Bitcoin prices initially fell on January 11, when nine new ETFs were launched in the U.S. On the same day, the more than a decade-old Grayscale Bitcoin Trust (the largest Bitcoin portfolio at the time) switched from a closed-end structure to an ETF.

After the arbitrageur exits, the arbitrageur profits from the discount between the portfolio unit price and the net asset value, which closes when the portfolio becomes an ETF.

Ultimately, strong demand for the new ETF overshadowed Grayscale’s outflows, and Bitcoin prices continued to rise.

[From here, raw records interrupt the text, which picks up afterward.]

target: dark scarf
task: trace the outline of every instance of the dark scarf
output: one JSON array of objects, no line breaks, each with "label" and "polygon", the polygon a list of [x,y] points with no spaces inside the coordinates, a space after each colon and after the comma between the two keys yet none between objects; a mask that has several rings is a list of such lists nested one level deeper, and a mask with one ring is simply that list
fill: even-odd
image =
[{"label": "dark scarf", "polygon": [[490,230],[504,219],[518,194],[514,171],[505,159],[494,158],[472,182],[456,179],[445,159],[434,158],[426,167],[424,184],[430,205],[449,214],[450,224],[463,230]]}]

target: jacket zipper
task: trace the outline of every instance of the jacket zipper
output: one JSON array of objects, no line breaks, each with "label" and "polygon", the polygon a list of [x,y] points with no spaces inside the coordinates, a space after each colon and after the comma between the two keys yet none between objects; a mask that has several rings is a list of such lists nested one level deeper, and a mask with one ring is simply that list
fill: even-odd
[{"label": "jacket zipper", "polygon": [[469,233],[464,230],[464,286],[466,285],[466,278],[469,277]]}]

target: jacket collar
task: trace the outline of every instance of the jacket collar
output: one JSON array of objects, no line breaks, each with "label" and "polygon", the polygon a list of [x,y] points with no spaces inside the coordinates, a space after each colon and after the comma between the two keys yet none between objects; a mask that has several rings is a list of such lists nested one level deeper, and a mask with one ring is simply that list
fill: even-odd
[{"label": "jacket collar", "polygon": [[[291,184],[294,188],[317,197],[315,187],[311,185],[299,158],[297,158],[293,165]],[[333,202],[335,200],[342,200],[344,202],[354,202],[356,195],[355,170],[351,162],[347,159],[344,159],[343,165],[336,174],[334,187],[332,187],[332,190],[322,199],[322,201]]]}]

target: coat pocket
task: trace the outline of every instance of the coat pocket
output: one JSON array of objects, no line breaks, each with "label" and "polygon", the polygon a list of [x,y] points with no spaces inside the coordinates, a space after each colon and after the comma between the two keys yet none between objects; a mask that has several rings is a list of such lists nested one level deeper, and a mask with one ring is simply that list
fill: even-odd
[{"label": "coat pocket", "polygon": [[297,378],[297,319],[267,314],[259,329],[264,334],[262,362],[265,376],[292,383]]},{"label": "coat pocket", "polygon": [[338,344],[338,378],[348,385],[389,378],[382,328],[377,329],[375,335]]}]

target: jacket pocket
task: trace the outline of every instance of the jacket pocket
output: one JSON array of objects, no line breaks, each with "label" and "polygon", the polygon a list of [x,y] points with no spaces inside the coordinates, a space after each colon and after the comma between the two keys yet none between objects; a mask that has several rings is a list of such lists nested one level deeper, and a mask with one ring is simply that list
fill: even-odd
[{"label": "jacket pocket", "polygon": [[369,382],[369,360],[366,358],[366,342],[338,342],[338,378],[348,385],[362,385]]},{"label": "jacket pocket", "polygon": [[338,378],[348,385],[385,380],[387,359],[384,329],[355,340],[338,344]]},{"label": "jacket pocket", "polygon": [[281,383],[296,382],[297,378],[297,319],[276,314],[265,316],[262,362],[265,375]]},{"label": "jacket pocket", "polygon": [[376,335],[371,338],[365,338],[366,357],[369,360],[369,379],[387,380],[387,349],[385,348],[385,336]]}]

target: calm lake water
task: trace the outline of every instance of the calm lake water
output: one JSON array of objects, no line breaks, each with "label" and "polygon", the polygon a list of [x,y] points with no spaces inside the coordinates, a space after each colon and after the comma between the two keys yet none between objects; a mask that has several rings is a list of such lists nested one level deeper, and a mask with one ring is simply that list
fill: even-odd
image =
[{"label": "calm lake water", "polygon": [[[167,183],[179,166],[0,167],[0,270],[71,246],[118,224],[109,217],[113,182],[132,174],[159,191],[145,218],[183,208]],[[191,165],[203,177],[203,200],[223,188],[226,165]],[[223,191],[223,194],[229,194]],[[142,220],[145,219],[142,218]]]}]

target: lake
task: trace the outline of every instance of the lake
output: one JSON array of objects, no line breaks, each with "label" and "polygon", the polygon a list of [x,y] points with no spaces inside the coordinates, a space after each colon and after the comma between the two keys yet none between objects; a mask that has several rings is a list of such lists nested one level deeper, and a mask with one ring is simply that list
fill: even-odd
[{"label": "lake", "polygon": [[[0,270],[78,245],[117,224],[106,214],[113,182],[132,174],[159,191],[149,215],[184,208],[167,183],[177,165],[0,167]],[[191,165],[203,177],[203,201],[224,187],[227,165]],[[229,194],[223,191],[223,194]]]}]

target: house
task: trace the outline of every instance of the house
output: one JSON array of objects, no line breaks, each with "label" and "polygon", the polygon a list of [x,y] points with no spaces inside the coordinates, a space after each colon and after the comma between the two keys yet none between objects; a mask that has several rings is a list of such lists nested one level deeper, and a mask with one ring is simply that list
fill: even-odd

This time, Grayscale Investments LLC intends to convert its $11 billion Ethereum product into an ETF. As was the case with the Bitcoin fund, the net asset value discount has ended and arbitrageurs may leave the largest Ethereum fund. Grayscale did not respond to a request for comment on the product's prospects.

Research firm Kaiko said it was “reasonable” to expect Ethereum to face “selling pressure” from Grayscale fund redemptions once the ETF goes live, but the impact of potential outflows on the overall market was unclear.

Ethereum was trading at $3,847 as of 9:40 a.m. London time Thursday. While Bitcoin could still hit new highs, Ethereum is still some distance away from its all-time high of $4,866 set during the pandemic bull run.

“Global investors have been lukewarm about Ethereum, and for years they have been able to buy it through Europe and Canada,” the ByteTree Asset Management team, including Chief Investment Officer Charlie Morris, wrote in a note.